Perhaps the Building and Construction Authority (BCA) needs to consider legislation, with severe penalties, to rein in abuses of warranty obligations in the lucrative property industry.
A warranty is an assurance of quality and responsibility to customers, and it is strange that developers offer only one-year warranties, despite the market value of units reaching millions of dollars and the extended life cycle of these products.
Many low-value products such as electric kettles and fans have a one-year warranty for defects, while reputable manufacturers of products such as refrigerators and air conditioners provide five-year warranties for compressor defects.
Logically, the BCA should review the warranty period, commensurate with the high value of property, to ensure compliance with building and construction technical specifications, as well as delivery of quality in accordance with performance standards in the industry.
Although the Design, Build and Sell Scheme has been on ice since 2011, remaining projects have continued to run their course.

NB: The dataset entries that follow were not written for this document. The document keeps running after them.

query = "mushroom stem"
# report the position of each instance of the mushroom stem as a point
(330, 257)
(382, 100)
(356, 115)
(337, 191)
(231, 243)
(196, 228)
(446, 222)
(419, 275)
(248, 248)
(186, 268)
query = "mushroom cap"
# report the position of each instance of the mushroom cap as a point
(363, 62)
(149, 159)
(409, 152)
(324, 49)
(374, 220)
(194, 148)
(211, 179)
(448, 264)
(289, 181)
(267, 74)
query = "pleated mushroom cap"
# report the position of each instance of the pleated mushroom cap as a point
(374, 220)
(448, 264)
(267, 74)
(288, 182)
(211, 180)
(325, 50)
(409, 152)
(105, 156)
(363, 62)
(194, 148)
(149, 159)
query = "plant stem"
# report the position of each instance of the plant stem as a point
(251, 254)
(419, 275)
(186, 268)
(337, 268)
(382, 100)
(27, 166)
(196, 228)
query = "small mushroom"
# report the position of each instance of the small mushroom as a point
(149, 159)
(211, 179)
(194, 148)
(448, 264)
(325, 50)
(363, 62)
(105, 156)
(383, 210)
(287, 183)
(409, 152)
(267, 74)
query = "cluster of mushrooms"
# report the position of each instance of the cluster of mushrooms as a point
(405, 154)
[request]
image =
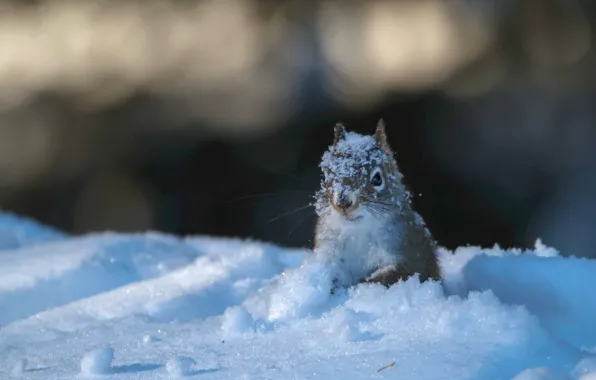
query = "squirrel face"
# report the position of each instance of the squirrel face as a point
(361, 177)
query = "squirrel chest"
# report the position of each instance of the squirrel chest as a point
(359, 248)
(366, 228)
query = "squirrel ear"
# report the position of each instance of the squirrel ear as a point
(380, 134)
(340, 131)
(381, 138)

The experiences of some DBSS homeowners have shown flaws in the industry’s practices and highlighted the need to rein in unfair treatment by developers.
The crux of the problem is that a short warranty period is ineffective and insufficient for ascertaining fully the performance of durable gadgets and delicate installations.
Visual inspections and cursory tests may not reveal the full extent of shoddy installation and workmanship. Defects in ceilings, masonry and sewerage may require a longer period to reveal themselves.
Hence, the interests of homeowners should receive due legal protection: At least a two-year mandatory warranty period under fair business practices. Ample time should be allowed for rectification work to take place.